Sektor pemerintahan juga dituntut memastikan berbagai kebijakan dan program pencegahan penyakit dapat dilaksanakan secara efektif hingga ke tingkat desa.

Sementara itu, sektor agama dan adat diharapkan dapat memperkuat kesadaran masyarakat melalui nilai-nilai kehidupan, agama, serta budaya yang hidup di tengah masyarakat.

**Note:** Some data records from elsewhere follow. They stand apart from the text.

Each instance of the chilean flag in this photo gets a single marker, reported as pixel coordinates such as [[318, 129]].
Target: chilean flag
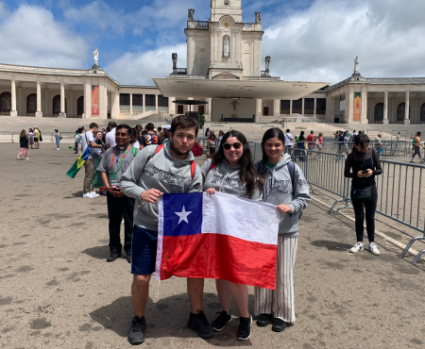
[[217, 236]]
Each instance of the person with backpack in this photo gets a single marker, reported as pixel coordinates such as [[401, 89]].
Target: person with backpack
[[286, 188], [115, 161], [232, 171], [159, 169], [89, 165]]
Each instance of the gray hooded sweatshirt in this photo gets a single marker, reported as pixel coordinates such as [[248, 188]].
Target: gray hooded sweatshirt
[[159, 171], [225, 179], [278, 189]]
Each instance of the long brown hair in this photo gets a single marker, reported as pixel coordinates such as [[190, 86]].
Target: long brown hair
[[248, 173]]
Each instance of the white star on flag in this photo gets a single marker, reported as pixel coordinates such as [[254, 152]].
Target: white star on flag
[[183, 215]]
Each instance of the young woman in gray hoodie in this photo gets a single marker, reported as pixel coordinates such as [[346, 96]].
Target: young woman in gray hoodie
[[232, 171], [285, 187]]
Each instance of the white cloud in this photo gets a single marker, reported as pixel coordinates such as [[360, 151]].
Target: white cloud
[[31, 36], [139, 68], [320, 43]]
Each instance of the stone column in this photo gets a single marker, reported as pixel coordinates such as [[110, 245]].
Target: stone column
[[87, 100], [259, 108], [349, 107], [364, 113], [62, 114], [386, 121], [406, 111], [13, 111], [39, 113], [276, 107]]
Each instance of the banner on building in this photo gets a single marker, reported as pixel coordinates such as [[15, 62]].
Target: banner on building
[[357, 106], [95, 100]]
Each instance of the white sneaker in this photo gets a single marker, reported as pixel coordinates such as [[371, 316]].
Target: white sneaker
[[357, 247], [374, 249]]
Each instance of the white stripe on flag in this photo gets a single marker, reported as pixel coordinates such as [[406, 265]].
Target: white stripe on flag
[[160, 238], [241, 218]]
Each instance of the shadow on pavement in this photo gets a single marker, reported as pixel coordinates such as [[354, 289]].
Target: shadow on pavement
[[168, 318]]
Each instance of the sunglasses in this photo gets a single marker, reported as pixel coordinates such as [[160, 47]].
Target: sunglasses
[[236, 145]]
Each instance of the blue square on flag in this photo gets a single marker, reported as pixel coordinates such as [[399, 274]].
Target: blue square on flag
[[182, 214]]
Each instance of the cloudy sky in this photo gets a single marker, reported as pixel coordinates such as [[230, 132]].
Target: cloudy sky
[[308, 40]]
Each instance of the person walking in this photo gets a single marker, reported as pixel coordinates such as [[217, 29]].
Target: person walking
[[232, 171], [113, 165], [277, 306], [31, 137], [89, 166], [320, 145], [146, 180], [23, 143], [417, 144], [58, 139], [363, 165]]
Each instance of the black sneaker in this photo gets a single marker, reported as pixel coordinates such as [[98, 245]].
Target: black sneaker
[[263, 320], [244, 330], [136, 335], [219, 323], [278, 325], [113, 256], [199, 323]]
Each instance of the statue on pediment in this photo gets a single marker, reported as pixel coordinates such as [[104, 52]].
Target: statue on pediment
[[226, 47], [191, 15], [174, 57], [257, 17], [96, 56]]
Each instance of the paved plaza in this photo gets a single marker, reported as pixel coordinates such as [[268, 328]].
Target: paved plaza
[[57, 291]]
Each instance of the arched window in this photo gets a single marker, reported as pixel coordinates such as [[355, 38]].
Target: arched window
[[379, 112], [5, 102], [32, 103], [57, 105], [80, 106], [401, 111], [423, 112]]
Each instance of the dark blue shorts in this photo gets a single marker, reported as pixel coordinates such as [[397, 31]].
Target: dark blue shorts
[[143, 251]]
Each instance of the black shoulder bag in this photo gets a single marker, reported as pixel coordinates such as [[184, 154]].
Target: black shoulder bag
[[364, 194]]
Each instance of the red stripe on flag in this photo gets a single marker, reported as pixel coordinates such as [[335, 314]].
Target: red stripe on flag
[[216, 256]]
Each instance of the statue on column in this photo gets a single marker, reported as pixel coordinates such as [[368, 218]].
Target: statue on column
[[95, 57], [356, 66], [226, 47], [191, 14], [174, 57], [267, 63], [257, 17]]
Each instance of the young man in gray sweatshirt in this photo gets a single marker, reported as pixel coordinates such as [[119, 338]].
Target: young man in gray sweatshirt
[[154, 171]]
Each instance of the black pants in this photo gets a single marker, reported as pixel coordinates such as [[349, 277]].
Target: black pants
[[359, 208], [119, 208]]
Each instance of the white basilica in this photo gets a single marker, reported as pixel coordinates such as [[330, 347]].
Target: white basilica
[[224, 68]]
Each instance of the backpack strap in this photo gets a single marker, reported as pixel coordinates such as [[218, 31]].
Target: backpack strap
[[291, 169]]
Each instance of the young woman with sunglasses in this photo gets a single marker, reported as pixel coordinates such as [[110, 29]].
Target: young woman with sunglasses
[[232, 171], [286, 188]]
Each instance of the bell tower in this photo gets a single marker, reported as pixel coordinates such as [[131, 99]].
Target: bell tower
[[220, 8]]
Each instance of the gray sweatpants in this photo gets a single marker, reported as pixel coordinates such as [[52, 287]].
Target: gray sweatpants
[[280, 302], [88, 179]]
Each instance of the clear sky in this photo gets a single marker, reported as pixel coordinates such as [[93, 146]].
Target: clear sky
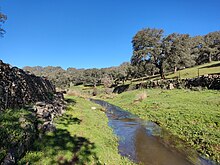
[[94, 33]]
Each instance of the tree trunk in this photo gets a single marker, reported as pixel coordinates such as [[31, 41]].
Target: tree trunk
[[210, 57], [161, 72], [175, 69]]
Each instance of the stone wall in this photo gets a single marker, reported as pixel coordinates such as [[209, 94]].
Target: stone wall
[[209, 82], [18, 88], [36, 94]]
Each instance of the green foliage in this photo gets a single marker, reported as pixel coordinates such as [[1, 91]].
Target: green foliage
[[191, 115], [15, 125], [205, 69], [82, 137], [151, 50], [3, 18]]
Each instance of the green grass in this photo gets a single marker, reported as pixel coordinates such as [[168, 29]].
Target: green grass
[[15, 125], [193, 116], [82, 136], [209, 68]]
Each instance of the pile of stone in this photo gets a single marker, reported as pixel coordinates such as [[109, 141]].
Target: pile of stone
[[18, 88], [21, 89], [46, 111]]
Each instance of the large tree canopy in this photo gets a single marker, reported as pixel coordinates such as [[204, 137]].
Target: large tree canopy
[[153, 51], [148, 49]]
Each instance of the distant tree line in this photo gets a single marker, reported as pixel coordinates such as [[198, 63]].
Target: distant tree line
[[153, 53], [87, 77]]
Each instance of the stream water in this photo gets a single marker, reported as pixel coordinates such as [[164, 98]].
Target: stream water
[[145, 142]]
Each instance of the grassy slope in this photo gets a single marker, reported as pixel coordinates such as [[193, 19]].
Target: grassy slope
[[209, 68], [15, 124], [82, 131], [194, 116]]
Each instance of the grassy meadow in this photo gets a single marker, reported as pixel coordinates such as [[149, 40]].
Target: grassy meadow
[[82, 137], [205, 69], [193, 116]]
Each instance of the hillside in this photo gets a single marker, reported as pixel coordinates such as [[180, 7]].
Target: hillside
[[208, 68]]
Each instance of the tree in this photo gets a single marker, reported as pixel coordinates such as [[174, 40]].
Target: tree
[[209, 49], [196, 44], [148, 48], [3, 18], [178, 53]]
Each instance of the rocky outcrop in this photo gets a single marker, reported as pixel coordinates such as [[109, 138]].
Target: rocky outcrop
[[21, 89], [18, 88]]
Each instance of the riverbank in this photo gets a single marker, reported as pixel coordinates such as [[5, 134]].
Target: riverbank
[[82, 136], [193, 116]]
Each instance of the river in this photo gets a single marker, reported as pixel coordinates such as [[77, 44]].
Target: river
[[146, 143]]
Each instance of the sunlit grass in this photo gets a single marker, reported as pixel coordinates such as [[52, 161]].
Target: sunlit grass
[[205, 69], [82, 137], [194, 116]]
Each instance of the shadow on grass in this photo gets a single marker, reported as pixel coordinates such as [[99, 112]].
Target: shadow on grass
[[211, 66], [64, 149], [16, 127], [70, 101], [66, 120]]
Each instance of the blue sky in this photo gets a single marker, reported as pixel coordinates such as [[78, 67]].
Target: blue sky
[[94, 33]]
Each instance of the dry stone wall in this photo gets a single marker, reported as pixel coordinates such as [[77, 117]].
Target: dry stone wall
[[18, 88], [37, 94]]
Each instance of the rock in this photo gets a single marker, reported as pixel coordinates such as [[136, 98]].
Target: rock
[[40, 103], [171, 86]]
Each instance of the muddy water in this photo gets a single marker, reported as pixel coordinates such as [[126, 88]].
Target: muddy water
[[145, 142]]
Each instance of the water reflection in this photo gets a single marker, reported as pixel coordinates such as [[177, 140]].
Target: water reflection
[[145, 142]]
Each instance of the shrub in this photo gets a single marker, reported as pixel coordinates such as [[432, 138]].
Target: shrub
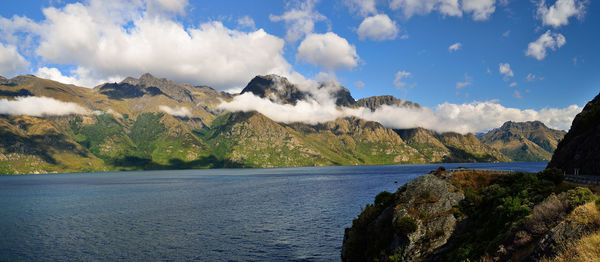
[[580, 196], [405, 225], [552, 174], [383, 199]]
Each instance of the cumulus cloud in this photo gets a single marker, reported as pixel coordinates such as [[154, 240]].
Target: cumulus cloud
[[300, 21], [11, 62], [505, 70], [398, 79], [517, 94], [362, 7], [179, 111], [480, 9], [378, 27], [39, 106], [548, 40], [114, 38], [454, 47], [468, 81], [246, 21], [79, 76], [462, 118], [328, 50], [559, 13]]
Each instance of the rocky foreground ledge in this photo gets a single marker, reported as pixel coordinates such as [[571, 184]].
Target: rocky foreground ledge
[[475, 215]]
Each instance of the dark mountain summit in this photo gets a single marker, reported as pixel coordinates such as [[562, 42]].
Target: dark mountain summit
[[278, 89], [524, 141], [147, 84], [580, 149], [375, 102]]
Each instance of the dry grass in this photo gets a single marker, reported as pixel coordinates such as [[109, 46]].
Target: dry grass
[[586, 248]]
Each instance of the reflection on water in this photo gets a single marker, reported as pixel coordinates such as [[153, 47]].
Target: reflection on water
[[282, 214]]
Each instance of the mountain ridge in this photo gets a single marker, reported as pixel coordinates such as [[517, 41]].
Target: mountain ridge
[[154, 123]]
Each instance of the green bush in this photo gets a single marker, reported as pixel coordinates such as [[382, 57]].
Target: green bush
[[552, 174], [405, 225], [580, 196], [383, 199]]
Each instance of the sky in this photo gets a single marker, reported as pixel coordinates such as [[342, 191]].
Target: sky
[[461, 59]]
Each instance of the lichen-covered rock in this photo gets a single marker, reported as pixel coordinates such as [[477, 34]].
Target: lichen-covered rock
[[419, 220]]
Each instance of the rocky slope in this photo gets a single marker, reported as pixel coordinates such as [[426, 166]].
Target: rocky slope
[[472, 215], [449, 147], [375, 102], [154, 123], [580, 146], [524, 141]]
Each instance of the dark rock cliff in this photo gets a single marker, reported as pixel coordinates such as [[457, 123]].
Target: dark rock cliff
[[580, 149]]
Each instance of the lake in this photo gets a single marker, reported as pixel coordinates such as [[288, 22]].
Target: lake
[[279, 214]]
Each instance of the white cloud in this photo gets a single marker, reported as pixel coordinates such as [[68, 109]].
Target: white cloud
[[454, 47], [179, 111], [362, 7], [398, 79], [172, 6], [114, 38], [462, 118], [79, 77], [300, 21], [359, 84], [378, 27], [517, 94], [558, 14], [480, 9], [505, 70], [39, 106], [246, 21], [11, 62], [328, 50], [548, 40]]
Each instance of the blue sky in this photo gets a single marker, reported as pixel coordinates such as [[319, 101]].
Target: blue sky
[[416, 47]]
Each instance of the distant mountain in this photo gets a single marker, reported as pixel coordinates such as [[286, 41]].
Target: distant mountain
[[580, 148], [279, 89], [375, 102], [524, 141], [449, 146], [154, 123]]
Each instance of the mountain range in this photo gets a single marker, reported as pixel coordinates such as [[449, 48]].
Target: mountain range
[[153, 123]]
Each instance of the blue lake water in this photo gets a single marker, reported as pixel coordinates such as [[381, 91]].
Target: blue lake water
[[281, 214]]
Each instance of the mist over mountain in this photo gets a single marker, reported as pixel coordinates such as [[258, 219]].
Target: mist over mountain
[[155, 123]]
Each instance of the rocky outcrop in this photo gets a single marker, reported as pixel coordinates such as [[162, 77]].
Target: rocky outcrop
[[375, 102], [419, 219], [524, 141], [580, 146], [278, 89]]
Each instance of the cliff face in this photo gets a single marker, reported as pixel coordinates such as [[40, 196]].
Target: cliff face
[[524, 141], [581, 146], [471, 215]]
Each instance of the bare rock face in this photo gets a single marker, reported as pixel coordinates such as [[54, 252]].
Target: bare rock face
[[418, 221], [581, 146], [375, 102]]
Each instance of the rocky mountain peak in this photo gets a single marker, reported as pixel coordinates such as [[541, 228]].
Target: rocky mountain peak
[[375, 102], [580, 146], [279, 89]]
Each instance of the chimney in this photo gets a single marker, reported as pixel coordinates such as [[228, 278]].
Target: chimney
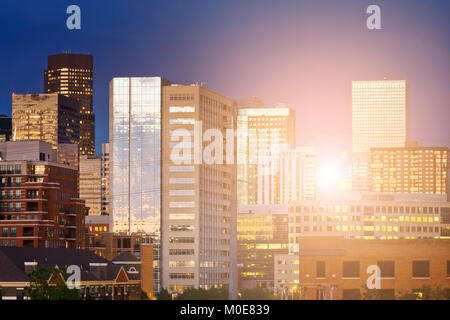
[[30, 266], [99, 270]]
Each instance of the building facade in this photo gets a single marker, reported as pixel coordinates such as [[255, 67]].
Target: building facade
[[371, 216], [334, 268], [199, 192], [52, 118], [72, 75], [90, 183], [379, 120], [410, 169], [261, 134], [40, 206], [5, 128], [105, 179], [262, 233], [188, 209]]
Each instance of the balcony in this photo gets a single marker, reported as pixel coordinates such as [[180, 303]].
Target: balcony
[[28, 234]]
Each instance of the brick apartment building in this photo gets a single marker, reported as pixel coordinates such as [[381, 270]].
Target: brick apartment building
[[39, 202]]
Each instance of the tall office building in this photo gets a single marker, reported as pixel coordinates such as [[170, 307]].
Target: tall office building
[[261, 133], [410, 169], [199, 199], [262, 233], [379, 119], [189, 208], [379, 114], [69, 153], [293, 171], [51, 117], [72, 75], [105, 178], [90, 183], [5, 128]]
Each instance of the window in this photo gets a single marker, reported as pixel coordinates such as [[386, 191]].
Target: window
[[181, 204], [181, 168], [421, 269], [181, 192], [387, 269], [351, 294], [182, 109], [181, 216], [126, 243], [350, 269], [182, 121], [182, 180], [320, 269]]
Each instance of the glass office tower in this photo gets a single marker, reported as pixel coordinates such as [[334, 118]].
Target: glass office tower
[[135, 155]]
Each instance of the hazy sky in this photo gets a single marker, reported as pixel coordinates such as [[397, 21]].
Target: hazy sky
[[303, 53]]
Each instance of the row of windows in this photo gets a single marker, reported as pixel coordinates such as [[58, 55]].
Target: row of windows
[[351, 269], [366, 209]]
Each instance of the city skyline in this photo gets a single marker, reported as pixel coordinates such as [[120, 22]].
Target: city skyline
[[296, 75], [242, 150]]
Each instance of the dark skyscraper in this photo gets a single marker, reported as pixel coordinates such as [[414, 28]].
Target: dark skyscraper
[[72, 74], [5, 128]]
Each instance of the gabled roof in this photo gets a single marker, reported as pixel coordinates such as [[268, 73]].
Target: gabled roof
[[50, 258], [9, 272], [125, 257]]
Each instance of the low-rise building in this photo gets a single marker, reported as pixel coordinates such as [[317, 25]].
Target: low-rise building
[[371, 216], [337, 268], [99, 279]]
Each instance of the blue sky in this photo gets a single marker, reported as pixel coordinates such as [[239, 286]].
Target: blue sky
[[303, 53]]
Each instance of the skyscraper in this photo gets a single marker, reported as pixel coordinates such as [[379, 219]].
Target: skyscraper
[[72, 75], [5, 128], [199, 199], [379, 114], [51, 117], [105, 178], [410, 169], [90, 183], [189, 208], [135, 154], [261, 133], [379, 120]]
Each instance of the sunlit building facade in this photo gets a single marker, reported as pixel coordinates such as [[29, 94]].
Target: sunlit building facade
[[199, 196], [5, 128], [261, 134], [135, 154], [105, 179], [410, 169], [371, 216], [90, 183], [379, 114], [51, 117], [72, 75], [379, 120], [262, 233], [335, 268]]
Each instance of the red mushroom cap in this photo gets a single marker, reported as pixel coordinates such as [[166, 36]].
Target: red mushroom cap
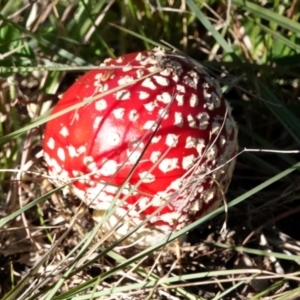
[[162, 125]]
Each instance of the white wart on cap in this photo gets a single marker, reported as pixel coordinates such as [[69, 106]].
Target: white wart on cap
[[165, 126]]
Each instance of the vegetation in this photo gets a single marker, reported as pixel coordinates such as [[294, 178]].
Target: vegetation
[[49, 247]]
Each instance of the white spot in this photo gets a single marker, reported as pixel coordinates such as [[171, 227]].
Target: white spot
[[127, 68], [120, 59], [192, 121], [175, 78], [144, 202], [161, 80], [200, 146], [170, 218], [81, 149], [179, 99], [150, 125], [163, 113], [111, 189], [172, 140], [124, 80], [100, 105], [194, 100], [148, 83], [90, 163], [188, 161], [203, 120], [180, 88], [72, 151], [150, 106], [97, 122], [133, 115], [61, 154], [164, 97], [168, 164], [51, 143], [64, 131], [155, 155], [160, 199], [143, 95], [176, 184], [113, 139], [156, 139], [123, 95], [147, 177], [133, 156], [119, 113], [190, 142], [178, 119], [109, 168], [165, 72]]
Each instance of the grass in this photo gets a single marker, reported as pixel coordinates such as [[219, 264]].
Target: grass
[[253, 48]]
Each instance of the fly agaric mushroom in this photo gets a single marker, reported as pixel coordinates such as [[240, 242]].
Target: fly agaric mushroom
[[156, 141]]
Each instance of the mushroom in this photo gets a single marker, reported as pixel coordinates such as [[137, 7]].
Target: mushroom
[[156, 140]]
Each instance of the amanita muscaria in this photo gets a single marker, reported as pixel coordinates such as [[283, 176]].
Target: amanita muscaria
[[156, 141]]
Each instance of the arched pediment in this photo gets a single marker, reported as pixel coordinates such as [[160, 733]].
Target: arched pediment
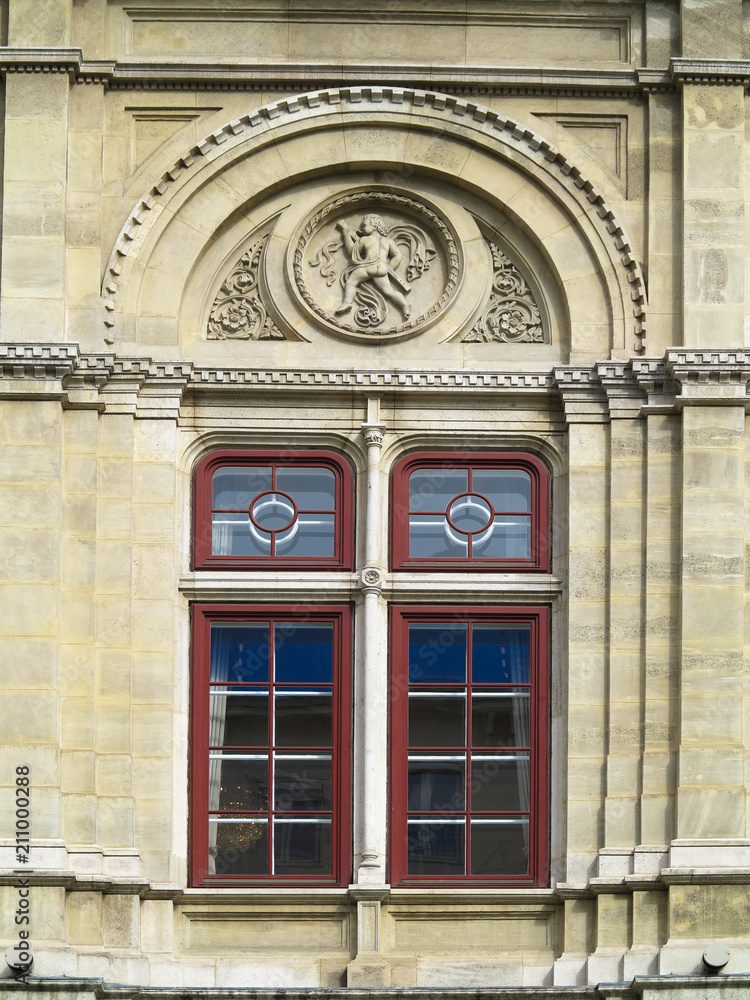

“Jika hanya satu pihak yang bergerak, kita akan berjalan lambat. Namun, jika semua pihak bergerak secara serempak, kita dapat membentengi seluruh wilayah Kecamatan Naibenu,” katanya.

Jangan Menunggu Penyakit Datang

Lebih lanjut, Saverinus menegaskan bahwa rapat koordinasi tersebut tidak boleh hanya menjadi forum diskusi tanpa tindak lanjut. Menurutnya, forum tersebut harus menjadi momentum untuk menyusun langkah bersama yang konkret dalam menghadapi berbagai ancaman penyakit.

“Hari ini kita berkumpul bukan sekadar untuk berdiskusi, tetapi kita berkumpul untuk menyusun perisai bersama. Jangan tunggu penyakit datang baru kita bersiap. Mari kita bersatu lebih awal, bertindak lebih cepat, dan saling menguatkan,” ungkapnya.

Ia berharap koordinasi lintas sektor yang dibangun melalui kegiatan tersebut dapat menghasilkan langkah-langkah nyata yang mampu memperkuat upaya promotif dan preventif di wilayah Kecamatan Naibenu.

Menurutnya, keberhasilan pencegahan dan pengendalian penyakit sangat bergantung pada kesadaran bersama serta konsistensi setiap pihak dalam menjalankan peran masing-masing.

Atas nama Camat Naibenu, Saverinus Kobesi, S.E., kemudian secara resmi membuka Rapat Koordinasi, Advokasi, dan Sosialisasi Pencegahan serta Pengendalian Penyakit Tingkat Kecamatan Naibenu Tahun 2026.

Ia berharap seluruh peserta dapat mengikuti kegiatan dengan serius serta menghasilkan kesepakatan yang dapat diterapkan di lapangan.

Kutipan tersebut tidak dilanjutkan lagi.